What’s more, Andrew helped to keep me, one of the 38,700 people employed by tourism in Alaska, employed by choosing to travel to the Arctic Refuge. The average visitor to Alaska spends roughly $1000 during their stay. Andrew spent more than $6000 on his trip not including airfare. As Andrew’s experience demonstrates, the average visitor to the Arctic Refuge spends far more the typical Alaska tourist. And, it’s well worth the money – people come here for a truly unique experience and Alaska never disappoints.
I have many clients that have returned to Alaska more than 15 times to travel through and experience our untouched wilderness. Andrew was so blown away by his visit to the Arctic Refuge that he made plans to come back to Alaska this summer. He has plans for another, longer trip in the future. All told, Andrew’s Alaska experiences will lead him to spend at least $12,000.
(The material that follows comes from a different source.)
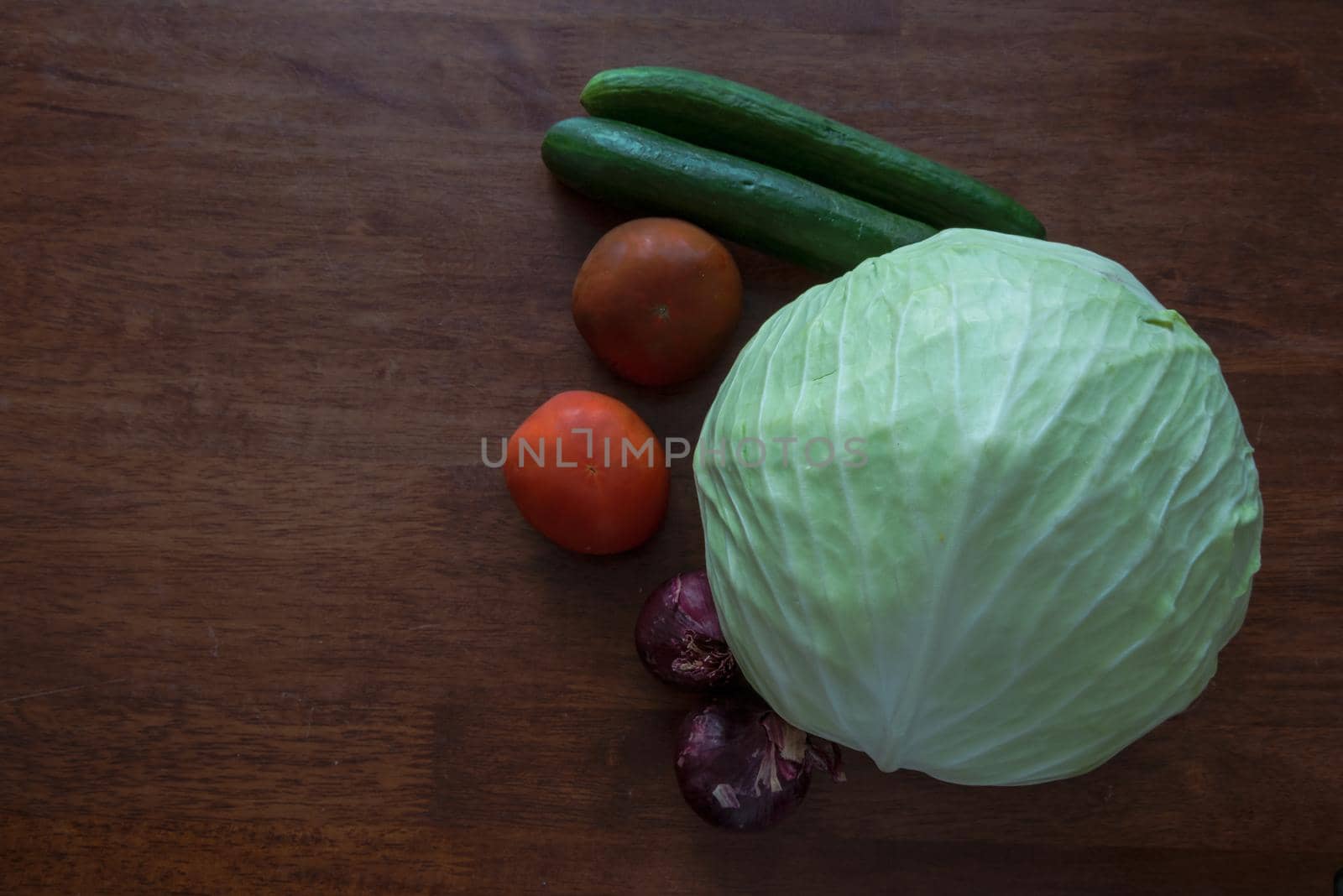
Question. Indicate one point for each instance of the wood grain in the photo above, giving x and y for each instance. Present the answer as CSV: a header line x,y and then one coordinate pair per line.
x,y
270,271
Andrew is just one of the over 40 guests I have guided in the Arctic Refuge. And I am just one guide at a small operator which seasonally employs 25 people. And that operator is just one of dozens permitted to guide trips in the Arctic Refuge. Those visitor dollars add up and help to diversify Alaska’s oil-dependent economy.
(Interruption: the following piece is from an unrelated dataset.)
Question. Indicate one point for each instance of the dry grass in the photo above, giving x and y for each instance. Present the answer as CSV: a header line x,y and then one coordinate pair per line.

And then there is Alaska’s brand to consider. Visitors come to the Arctic Refuge for its untouched, pristine intactness. That reputation doesn’t stop at the Arctic Refuge’s border. That reputation draws people to every corner of our great state. When the battles over the Pebble Mine in Bristol Bay and drilling on the coastal plain of the Arctic Refuge make national news, our state’s tourism brand is degraded bit by bit.
The nation and the world see an Alaskan delegation, Sen. Lisa Murkowski, Sen. Dan Sullivan and Rep. Don Young, who do not value wilderness and are willing to sacrifice it for further resource extraction. They hear the misinformation spread by our representatives that all Alaskans want development to occur in the Arctic. They don’t hear about people like me, or the 1500 Alaskans who signed the Alaska Wilderness League’s latest petition decrying development in the Arctic Refuge. Perhaps potential visitors will choose the Ecuador’s Galapagos Islands or Canada’s Yukon Territory for their next trip, feeling those countries have a greater commitment to environmental stewardship.
There is still hope that the drilling will not occur in the Arctic Refuge. The economic realities of the oil and gas industry and constituent opposition both have the potential to stall any drilling until the political atmosphere allows us to achieve permanent protections for the Arctic Refuge. I am both disappointed in our current elected leaders and optimistic that we can still protect this last great wilderness.
Haley Johnston is a wilderness guide based in Anchorage, AK.